Afdrachten
Plaatselijke gemeenten van de Protestantse Kerk betalen jaarlijks een verplichte financiële bijdrage aan het bovenplaatselijke (ambtelijke en dienstverlenende) werk.
Voor de huidige quotumafdracht geldt tot en met 31 december 2024 nog deze Uitvoeringsregeling, waarin wordt uitgewerkt hoe de quota behorend bij de uniforme quotisatieregelingen en de Solidariteitskas worden geheven.
Volgens de nieuwe quotumregeling (per 1 januari 2025)* worden aan plaatselijke gemeenten verplichte aanslagen opgelegd, namelijk:
- aan de gemeenten een kerkrentmeesterlijk quotum en een heffing voor de Solidariteitskas;
- aan de diaconieën een diaconaal quotum.
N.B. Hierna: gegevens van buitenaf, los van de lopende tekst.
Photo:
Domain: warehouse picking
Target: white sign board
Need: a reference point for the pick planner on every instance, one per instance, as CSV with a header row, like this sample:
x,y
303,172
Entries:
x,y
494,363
* In de week van 6 januari 2025 komt de officiële publicatie van de nieuwe regelingen quotum en Solidariteitskas online
Update 20 december 2024: de kleine synode heeft besloten dat alle gemeenten en diaconieën in het eerste kwartaal van 2025 een voorlopige aanslag ontvangen, gelijk aan die van 2024. Nadat het Generale College voor de behandeling van Bezwaren en Geschillen (GCBG) een uitspraak heeft gedaan over de ingediende bezwaren, de bezwaartermijn is verstreken, volgt er een nieuwe aanslag en worden verschillen met de voorlopige aanslag verrekend.
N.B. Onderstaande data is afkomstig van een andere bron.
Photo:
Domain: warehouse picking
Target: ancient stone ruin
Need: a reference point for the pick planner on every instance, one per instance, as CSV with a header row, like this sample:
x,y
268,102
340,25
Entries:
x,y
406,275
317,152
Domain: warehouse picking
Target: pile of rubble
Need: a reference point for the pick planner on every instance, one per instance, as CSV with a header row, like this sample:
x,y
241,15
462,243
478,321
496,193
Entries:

Deze verplichting wordt omschreven in Kerkorde en ordinanties. In ordinantie 11 staat onder hoofdstuk IV ‘De Generale Financiën van de Kerk’ bij artikel 19 lid 3, dat de kleine synode een quotum - een evenredig aandeel in een op te brengen belasting - mag heffen van de gemeenten en van de diaconieën om de arbeid van de kerk te financieren.
Toelichting kerkrentmeesterlijk quotum
De inkomsten uit het kerkrentmeesterlijk quotum zijn bestemd voor onder meer gemeenteopbouw, begeleiding van predikanten, scholing en nascholing van predikanten en kerkelijk werkers, jeugdwerk, oecumene (het niet-diaconale deel) en provinciaal kerkenwerk, en bovendien voor ondersteunende activiteiten die het kerkenwerk mogelijk maken, zoals communicatie en fondsenwerving, synodewerk, juridische zaken, financiën en personeelswerk.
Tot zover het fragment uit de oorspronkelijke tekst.